Initially a simple implementation of [1] as a school project, I ended up making my own implementation of a multi-resolution spline algorithm inspired by the techniques used in [1].
A big part of the project relies on [2], which mostly uses techniques described in [3].
This project is written in C++ and uses the OpenCV 3.1 library for image processing routines.
Demonstration of the algorithm can be found here.
To build the project:
git clone [email protected]:antoinewdg/multifocus-imaging.git
cd multifocus-imaging
mkdir bin
cd bin
cmake ..
make
To run it, the images you want to used must be named with the format <prefix><index>.<extension>
.
For example, the images can be name photo0.jpg
, photo1.jpg
and photo2.jpg
.
The prefix
, the number of images and extension
are the first 3
arguments of the program, the 4th one being a boolean indicating
whether the images must be realigned before processing.
For example, to use the images of the bug of this repository, after the build step described above:
./multi_focus ../files/sbug0 13 png 0
The program loads the input images and displays the resulting multi-focus images for different values of a parameter t.
After implementing the algorithm described in [1], I found it had several limitations:
- it does not perform well when a part of the scene is blurry in every input image, the tiles used to decompose the image are visible in these parts
- it is quite complicated: recomposing the image tile by tile is not a trivial task, and for optimal quality we also need to perform a graph cut for every tile fusion
- it does not take advantage of the power of the multi-resolution spline: only small tiles are merged using this technique
For this reasons, I deviated from this algorithm in two ways:
- I used multi-resolution spline to merge all the images at once
- I chose another measure of focus in the image
To merge all the images at once, I computed a depth map base one the measure of focus similar to the one in [1], except that depth is computed for each pixel instead of only computing it for each tile.
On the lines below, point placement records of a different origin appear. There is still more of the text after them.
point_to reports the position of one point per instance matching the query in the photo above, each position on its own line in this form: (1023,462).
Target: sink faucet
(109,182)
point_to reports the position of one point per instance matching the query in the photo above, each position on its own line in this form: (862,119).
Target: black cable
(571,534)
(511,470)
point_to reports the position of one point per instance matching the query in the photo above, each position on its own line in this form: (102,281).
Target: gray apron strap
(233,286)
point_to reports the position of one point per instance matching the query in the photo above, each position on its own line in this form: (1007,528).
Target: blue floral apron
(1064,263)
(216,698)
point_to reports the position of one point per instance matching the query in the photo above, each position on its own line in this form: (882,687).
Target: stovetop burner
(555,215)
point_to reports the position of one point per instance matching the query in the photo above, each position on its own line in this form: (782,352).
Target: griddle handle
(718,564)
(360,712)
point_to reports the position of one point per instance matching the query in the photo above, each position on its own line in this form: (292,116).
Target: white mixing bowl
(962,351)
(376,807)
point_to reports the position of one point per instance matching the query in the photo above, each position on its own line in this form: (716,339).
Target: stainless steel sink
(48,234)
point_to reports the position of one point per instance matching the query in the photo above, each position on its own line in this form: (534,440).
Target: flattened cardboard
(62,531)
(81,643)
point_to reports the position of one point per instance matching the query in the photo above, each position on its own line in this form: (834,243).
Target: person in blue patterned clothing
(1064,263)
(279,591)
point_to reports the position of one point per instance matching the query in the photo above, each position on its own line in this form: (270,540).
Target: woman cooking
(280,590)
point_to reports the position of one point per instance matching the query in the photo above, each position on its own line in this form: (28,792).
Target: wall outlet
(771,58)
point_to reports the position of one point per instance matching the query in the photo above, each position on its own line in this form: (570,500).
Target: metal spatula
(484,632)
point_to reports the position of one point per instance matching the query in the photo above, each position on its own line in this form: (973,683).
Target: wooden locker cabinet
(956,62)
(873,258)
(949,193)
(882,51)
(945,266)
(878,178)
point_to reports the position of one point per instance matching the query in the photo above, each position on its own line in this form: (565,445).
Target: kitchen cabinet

This depth map is then smoothed using a denoising algorithm (here non local means is used, but is probably overkill).
All the images are then merged using the depth map to build a mask for each image.
Using the modified Laplacian described in [1] to measure focus gave some slightly unsatisfying results in specific cases (nothing huge but for example in the case of the bug one "hair" move between to images, and the Laplacian counted both positions of the "hair" as focused). Consequently, I decided to again take advantage of the insight given by the multi-resoltion spline, so I used the dilation by a circle of the base of the pyramid (which corresponds to high frequencies) as a measure of focus.
The size of the circle used for dilatation is the parameter t used in the algorithm.